MOST USERS OF popular messaging applications are leaving themselves exposed to fraud or other hacking because they aren’t using important security options, research has found.
“We wanted to understand how typical users are protecting their privacy,” said Brigham Young University computer science student Elham Vaziripour, who led the study.
The short answer is, they’re generally not.
The study looked at user interaction with Facebook Messenger, WhatsApp and Viber.
‘Eavesdrop on conversations’
Although WhatsApp and Viber encrypt messages by default, all three messaging apps also require what’s called an authentication ceremony to ensure true security.
But because most users are unaware of the ceremony and its importance, “it is possible that a malicious third-party or man-in-the middle attacker can eavesdrop on their conversations”.
The authentication ceremony allows users to confirm the identity of their intended conversation partner, and makes sure no other person – even the company providing the messaging app – can intercept messages.
In the first phase of a two-phase experiment, the research team prompted study participants to share a credit card number with another participant.
The participants were warned about potential threats and encouraged to make sure their messages were confidential.

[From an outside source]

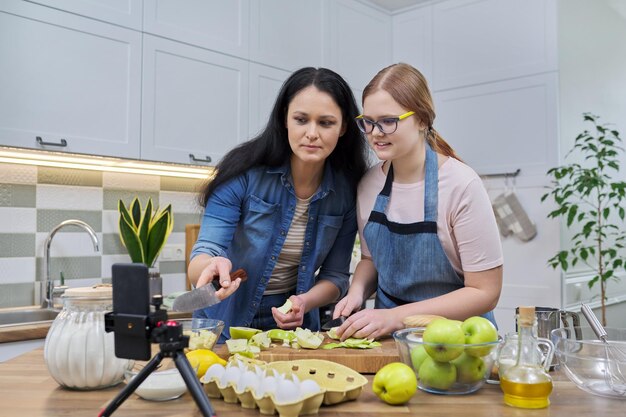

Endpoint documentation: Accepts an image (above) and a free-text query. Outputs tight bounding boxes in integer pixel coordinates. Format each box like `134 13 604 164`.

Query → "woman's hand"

However, only 14% of users in this phase managed to successfully authenticate their recipient. Others opted for ad-hoc security measures like asking their partners for details about a shared experience.
Impact of authentication ceremonies
In the second phase, participants were asked again to share a credit card number, but in this round, researchers emphasized the importance of authentication ceremonies.
With that reminder, 79% of users were able to successfully authenticate the other party.
Despite the drastic change, researchers found another significant hurdle – on average, it took participants 11 minutes to authenticate their partners.
Computer science professor Daniel Zappala said:
Once we told people about the authentication ceremonies, most people could do it, but it was not simple, people were frustrated and it took them too long.
Because most people don’t experience significant security problems, the researchers said, it’s hard to make a case for them investing the time and effort to understand and use security features that apps offer.
“If we can perform the authentication ceremony behind the scenes for users automatically or effortlessly, we can address these problems without necessitating user education,” Vaziripour said.